Forskningsresultat per år
Forskningsresultat per år
Professor of Digital Humanities
PL 24 (Unioninkatu 40)
00014
Finland
Finland
Forskningsoutput per år
Mikko Tolonen is professor of Digital Humanities at the Faculty of Arts at the University of Helsinki. He has a PhD in intellectual history (2010) and he is the PI and founder of the Helsinki Computational History Group (COMHIS) at the Department of Digital Humanities.
Tolonen's main research focus is on the Enlightenment Era and integrated interdisciplinary studies of public discourse, knowledge production and book & intellectual history that combines metadata from library catalogues as well as full-text and image libraries of books, newspapers and periodicals in early modern Europe. He is one of the editors of Hume's History of England for Oxford University Press. In 2016, he was awarded an Open Science and Research Award by Finnish Ministry of Education. In 2025 he gave the annual Voltaire Foundation lecture on Digital Enlightenment Studies at the University of Oxford.
In digital humanities education, he believes in project based teaching exemplified in the annual award-winning Helsinki Digital Humanities Hackathon that he founded in 2015. Tolonen is also the local PI at UH within two Marie Curie Training Networks (CASCADE and MECANO).
Tolonen is active in in development of infrastructures and collaborative networks.
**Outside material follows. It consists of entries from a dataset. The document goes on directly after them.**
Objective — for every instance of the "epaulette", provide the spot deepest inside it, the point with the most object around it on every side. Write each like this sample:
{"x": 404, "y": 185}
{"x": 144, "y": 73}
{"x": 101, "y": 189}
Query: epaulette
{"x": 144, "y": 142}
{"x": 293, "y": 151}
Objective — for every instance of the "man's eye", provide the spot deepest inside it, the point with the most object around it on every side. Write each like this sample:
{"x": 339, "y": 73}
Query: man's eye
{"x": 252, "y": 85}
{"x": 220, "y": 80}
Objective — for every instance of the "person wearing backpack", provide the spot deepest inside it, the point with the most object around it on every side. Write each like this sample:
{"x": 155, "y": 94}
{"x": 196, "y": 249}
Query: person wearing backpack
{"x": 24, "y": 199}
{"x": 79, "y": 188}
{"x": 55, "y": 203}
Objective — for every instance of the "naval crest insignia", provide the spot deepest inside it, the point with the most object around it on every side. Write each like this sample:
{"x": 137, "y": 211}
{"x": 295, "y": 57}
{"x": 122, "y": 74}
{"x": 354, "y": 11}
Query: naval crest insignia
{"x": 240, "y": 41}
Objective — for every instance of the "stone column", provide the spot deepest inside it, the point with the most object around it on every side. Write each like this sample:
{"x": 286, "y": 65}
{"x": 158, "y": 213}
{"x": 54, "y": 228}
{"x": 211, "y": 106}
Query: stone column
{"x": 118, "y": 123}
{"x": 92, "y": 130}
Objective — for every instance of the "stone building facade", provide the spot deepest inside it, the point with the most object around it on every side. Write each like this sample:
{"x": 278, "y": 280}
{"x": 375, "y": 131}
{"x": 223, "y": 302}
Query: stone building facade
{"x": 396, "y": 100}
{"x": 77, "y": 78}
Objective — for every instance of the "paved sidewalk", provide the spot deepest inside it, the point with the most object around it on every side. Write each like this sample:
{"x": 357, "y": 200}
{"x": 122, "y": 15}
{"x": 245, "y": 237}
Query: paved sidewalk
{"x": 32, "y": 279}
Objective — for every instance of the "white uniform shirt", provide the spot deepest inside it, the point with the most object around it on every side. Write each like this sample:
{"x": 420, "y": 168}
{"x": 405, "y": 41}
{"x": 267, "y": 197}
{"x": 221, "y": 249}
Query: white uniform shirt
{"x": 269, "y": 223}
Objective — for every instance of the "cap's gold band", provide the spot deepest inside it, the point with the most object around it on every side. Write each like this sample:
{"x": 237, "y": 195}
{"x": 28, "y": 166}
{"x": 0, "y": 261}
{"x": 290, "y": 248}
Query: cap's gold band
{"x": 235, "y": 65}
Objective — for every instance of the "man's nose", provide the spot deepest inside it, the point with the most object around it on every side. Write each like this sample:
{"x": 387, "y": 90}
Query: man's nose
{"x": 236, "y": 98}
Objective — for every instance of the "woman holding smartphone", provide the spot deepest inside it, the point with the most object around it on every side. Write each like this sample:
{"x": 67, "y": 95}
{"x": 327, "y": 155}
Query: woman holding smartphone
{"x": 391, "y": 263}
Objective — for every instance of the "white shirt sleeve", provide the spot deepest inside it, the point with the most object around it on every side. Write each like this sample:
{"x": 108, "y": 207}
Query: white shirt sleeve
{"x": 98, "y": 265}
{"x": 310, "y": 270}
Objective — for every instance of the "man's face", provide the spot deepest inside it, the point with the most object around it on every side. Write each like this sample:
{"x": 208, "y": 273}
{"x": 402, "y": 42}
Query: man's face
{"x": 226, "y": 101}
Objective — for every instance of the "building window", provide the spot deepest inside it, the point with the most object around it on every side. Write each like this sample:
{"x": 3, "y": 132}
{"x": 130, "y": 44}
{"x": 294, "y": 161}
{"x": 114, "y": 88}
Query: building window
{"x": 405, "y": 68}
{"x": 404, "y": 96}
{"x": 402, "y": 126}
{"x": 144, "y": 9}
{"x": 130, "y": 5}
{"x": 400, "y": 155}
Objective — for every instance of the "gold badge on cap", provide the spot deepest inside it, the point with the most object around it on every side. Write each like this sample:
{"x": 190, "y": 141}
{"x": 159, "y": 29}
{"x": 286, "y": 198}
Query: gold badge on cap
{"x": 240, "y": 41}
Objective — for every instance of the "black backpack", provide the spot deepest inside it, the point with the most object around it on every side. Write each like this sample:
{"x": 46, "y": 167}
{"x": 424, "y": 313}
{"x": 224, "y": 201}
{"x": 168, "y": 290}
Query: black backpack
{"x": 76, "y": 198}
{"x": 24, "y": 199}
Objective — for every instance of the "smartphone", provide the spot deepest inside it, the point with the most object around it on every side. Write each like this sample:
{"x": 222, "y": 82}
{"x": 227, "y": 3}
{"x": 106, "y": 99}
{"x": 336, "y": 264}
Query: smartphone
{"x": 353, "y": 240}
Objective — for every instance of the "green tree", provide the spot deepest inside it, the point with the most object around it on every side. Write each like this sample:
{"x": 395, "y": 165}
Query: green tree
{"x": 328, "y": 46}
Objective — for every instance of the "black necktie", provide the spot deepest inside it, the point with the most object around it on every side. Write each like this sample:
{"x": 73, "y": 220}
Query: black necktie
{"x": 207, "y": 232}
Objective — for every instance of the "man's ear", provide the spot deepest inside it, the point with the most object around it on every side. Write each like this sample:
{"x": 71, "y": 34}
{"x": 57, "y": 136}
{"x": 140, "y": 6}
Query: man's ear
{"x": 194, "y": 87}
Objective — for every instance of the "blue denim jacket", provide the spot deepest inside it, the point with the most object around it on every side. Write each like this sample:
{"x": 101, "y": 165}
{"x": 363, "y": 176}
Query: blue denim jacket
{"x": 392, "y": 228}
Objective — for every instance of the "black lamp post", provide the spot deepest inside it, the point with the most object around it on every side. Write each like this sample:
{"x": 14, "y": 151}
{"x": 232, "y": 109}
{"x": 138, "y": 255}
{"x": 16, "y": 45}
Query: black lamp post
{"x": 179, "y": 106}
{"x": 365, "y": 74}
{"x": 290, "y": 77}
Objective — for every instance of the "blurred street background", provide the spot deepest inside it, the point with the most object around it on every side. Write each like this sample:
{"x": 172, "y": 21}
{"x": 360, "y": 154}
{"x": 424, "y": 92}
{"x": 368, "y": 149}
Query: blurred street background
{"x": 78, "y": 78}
He has served in the executive board of European Association for Digital Humanities (EADH) and as the chair of Digital Humanities in the Nordic and Baltic Countries (DHNB). He has also done his share to advance humanities research infrastructure building in Finland (FIN-CLARIAH and DARIAH-FI).
Tolonen supervises work across COMHIS’s wide research spectrum and welcomes contact from talented early-career scholars keen to collaborate with his group. Former international postdocs from the group have since secured lecturer positions at leading European universities.
For interviews, see: CSC interview (in Finnish) & 375 humanists (in English and other languages) & for bluesky (bluesky (@tolonen.bsky.social) and twitter (@mikko_tolonen).
Mikko Tolonen’s work spans digital humanities, book history and intellectual history, focusing on early modern print culture and computational analysis. The COMHIS approach towards books as cultural artefacts, data and vehicles of meaning can be described as holistic (in other words, books are not treated merely as texts).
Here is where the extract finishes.